BP boss: Sometimes you get hit by a bus

By Sarah Arnott

Tony Hayward's poorly chosen words in the weeks since the Deepwater Horizon rig blew up in the Gulf of Mexico have hastened his fall from grace.

But yesterday, on his final day as BP chief executive, he got it right.

"Sometimes you step off the pavement and you get hit by a bus," a stunned Hayward told the media in London, neatly summing up the events that have brought to a close his 30-year stint in the oil industry.

Three months after explosion that killed 11 people and unleashed the worst oil spill in US history, Hayward is to step down from his job as BP chief executive, to be replaced by a US colleague, Bob Dudley.

The announcement of the "mutual agreement" between Hayward and BP came as little surprise after a series of gaffes left Hayward branded "the most hated and clueless man in America".

But there was no hiding his heartbreak, despite a severance package worth up to £12m ($NZ25.5m) and a non-executive place on the board of BP's Russian joint venture TNK-BP. After stressing that the loss of life in the rig disaster put all subsequent events into context, an exhausted-looking Hayward said the announcement of his departure was "a very sad day for me personally".

"My entire career has been at BP. I love the company and everything it stands for," he said, describing the move as a "practical matter" after he was "demonised and vilified" in the US. "BP can't move on as a company in the US with me as its leader," he said. "I don't know if that will assuage the politicians or not but it is the right thing to stand down."

Hayward made some huge PR errors in the aftermath of the disaster that has pumped more than five million barrels of oil into the Gulf and tarred beaches from Texas to Florida. The first sign of trouble was his early suggestion the environmental impact was likely to be "very, very modest".

A later quip that he "would like his life back", and a day off to go yacht-racing with his son, were even worse. And at a mammoth grilling by the US Congress Energy Committee he was lambasted as evasive and difficult, with one committee member accusing him of avoiding his responsibility and "kicking the can down the road".

But despite his obvious deflation, Hayward mounted an unapologetic defence of BP's "unprecedented" response to the disaster, saying it has been a "model" of corporate responsibility that "not many other companies could have contemplated, let alone done".

He also pointed to the successes - the "extraordinary engineering feat" of the latest efforts to cap the well, the scale of the clean-up and the claims process for compensation. "Was I even close to perfect?

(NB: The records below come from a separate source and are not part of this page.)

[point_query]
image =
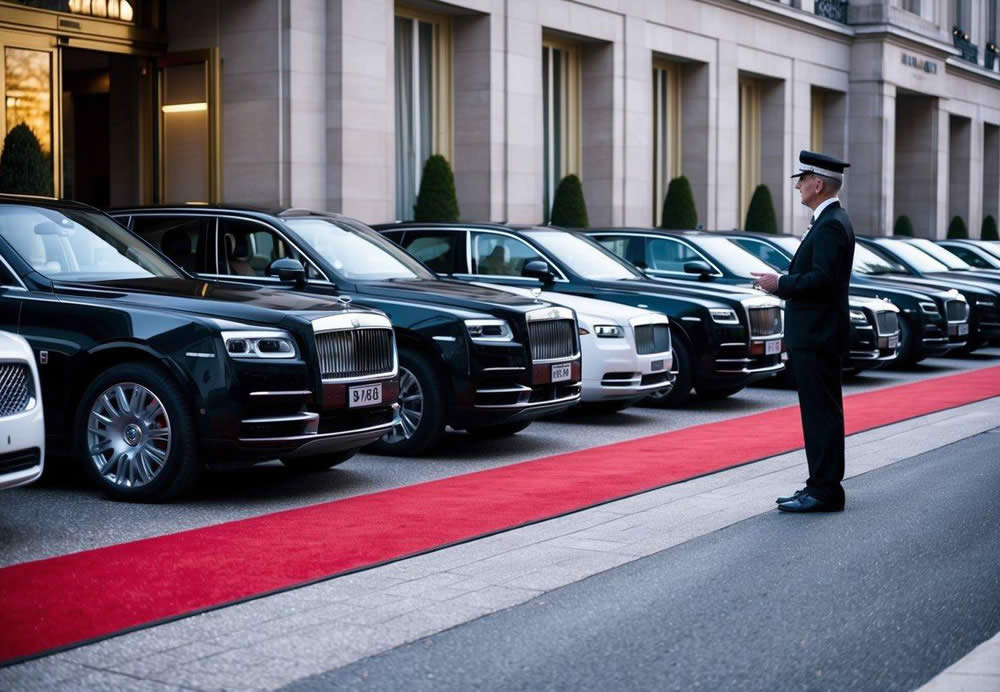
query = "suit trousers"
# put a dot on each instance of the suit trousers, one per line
(817, 378)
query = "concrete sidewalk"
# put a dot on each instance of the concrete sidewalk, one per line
(273, 641)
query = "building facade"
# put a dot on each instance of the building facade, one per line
(336, 104)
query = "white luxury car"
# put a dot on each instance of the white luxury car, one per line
(626, 351)
(22, 426)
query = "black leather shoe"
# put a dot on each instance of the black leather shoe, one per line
(789, 498)
(807, 503)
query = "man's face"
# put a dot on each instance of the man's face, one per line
(809, 187)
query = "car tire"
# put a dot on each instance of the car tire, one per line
(143, 434)
(420, 421)
(318, 463)
(491, 432)
(681, 391)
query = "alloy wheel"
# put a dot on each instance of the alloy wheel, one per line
(128, 435)
(406, 418)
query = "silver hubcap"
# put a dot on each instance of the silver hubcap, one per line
(128, 435)
(406, 420)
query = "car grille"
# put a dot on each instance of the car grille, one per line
(355, 352)
(765, 321)
(652, 338)
(957, 311)
(887, 322)
(552, 339)
(17, 389)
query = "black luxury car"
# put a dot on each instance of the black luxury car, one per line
(148, 375)
(722, 342)
(471, 357)
(916, 268)
(708, 257)
(932, 321)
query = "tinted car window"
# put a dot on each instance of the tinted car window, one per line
(185, 240)
(439, 250)
(500, 255)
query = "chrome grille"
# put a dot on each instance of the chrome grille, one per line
(17, 389)
(355, 352)
(652, 338)
(957, 310)
(765, 321)
(552, 339)
(887, 322)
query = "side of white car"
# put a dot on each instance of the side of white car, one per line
(622, 360)
(22, 424)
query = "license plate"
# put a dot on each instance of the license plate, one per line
(562, 371)
(365, 395)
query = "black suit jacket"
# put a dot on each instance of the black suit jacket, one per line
(817, 313)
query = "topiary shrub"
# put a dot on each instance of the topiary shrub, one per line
(760, 214)
(436, 200)
(903, 226)
(957, 229)
(989, 230)
(679, 211)
(24, 169)
(568, 206)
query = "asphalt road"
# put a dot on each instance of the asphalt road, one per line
(65, 515)
(881, 597)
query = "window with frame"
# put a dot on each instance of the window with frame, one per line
(560, 116)
(423, 90)
(749, 141)
(500, 255)
(666, 132)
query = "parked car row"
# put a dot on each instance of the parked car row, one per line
(192, 337)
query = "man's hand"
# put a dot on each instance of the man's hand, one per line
(767, 282)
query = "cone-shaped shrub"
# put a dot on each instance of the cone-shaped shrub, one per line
(679, 211)
(24, 169)
(903, 226)
(989, 231)
(957, 229)
(760, 214)
(436, 200)
(568, 207)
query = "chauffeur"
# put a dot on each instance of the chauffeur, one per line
(817, 329)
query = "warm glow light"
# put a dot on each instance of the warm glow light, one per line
(185, 107)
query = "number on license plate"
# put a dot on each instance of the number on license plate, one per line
(365, 395)
(561, 371)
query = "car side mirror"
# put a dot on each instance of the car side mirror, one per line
(287, 269)
(538, 269)
(699, 267)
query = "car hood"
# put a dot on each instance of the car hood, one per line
(218, 299)
(454, 294)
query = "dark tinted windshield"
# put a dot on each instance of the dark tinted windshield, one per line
(356, 252)
(79, 245)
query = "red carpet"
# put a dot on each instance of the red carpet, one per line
(64, 601)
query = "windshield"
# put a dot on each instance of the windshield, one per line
(735, 258)
(867, 261)
(79, 245)
(917, 259)
(584, 256)
(942, 255)
(356, 252)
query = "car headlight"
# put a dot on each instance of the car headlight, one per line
(724, 316)
(609, 331)
(489, 330)
(259, 344)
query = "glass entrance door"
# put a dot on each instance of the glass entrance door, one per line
(28, 81)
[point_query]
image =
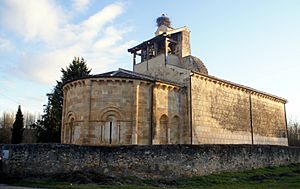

Absolutely not. With the benefit of hindsight, would I have done things differently? Of course. But would I change fundamentally what BP did and the role I played? No," Hayward said.

And he could not resist a final side-swipe at the US political establishment that has gone after him with such savagery. He will not be appearing at another Congressional hearing, on Thursday, to answer allegations that BP lobbied for the release of Lockerbie bomber Abdel Basset al-Megrahi to help it win oil contracts in Libya. "I have a busy week so we are sending someone else," he said.

The tragedy at the Macondo well makes a mockery of Hayward's promise, when he took the top job three years ago, to focus "laser-like" on safety. But company insiders and industry commentators alike agree he has made progress in transforming the buccaneering culture fostered by his predecessor, Lord Browne.

The task of addressing BP's safety record now moves to Dudley, who takes over on 1 October. His brief will be to take the company forward: selling off $US30bn-worth of assets to fund compensation claims, dealing with the fall-out from official investigations into the disaster and rehabilitating BP's deeply tarnished image in the US.

Carl-Henric Svarnberg, the BP Chairman, yesterday paid tribute to the out-going boss. "[Tony Hayward] has done a good job at BP all through almost 30 years and also as chief executive."

Svarnberg also denied that Dudley's US nationality was the deciding factor in his appointment, describing him as an unusually well-travelled "international man" after 30 years in the oil industry, including three in China and nine in Russia.

Dudley added his voice to the commendations of Hayward's leadership. "I have the greatest admiration for Tony Hayward - for what he has done as chief executive, how he has transformed the company and his unwavering dedication to ensure BP met it commitments to the people of the US Gulf coast," Dudley said.

With Greenpeace activists closing down petrol stations across London in protest at BP's environmental record, he also took the opportunity to stress his awareness of the challenges ahead.

"These kinds of changes don't happen overnight ... but now we've had this incident we need to accelerate those changes," he said. But the final word was for Hayward.

"Whether it is fair or not is not the point," he said of his departure. "The fact is that life isn't fair. We all know that."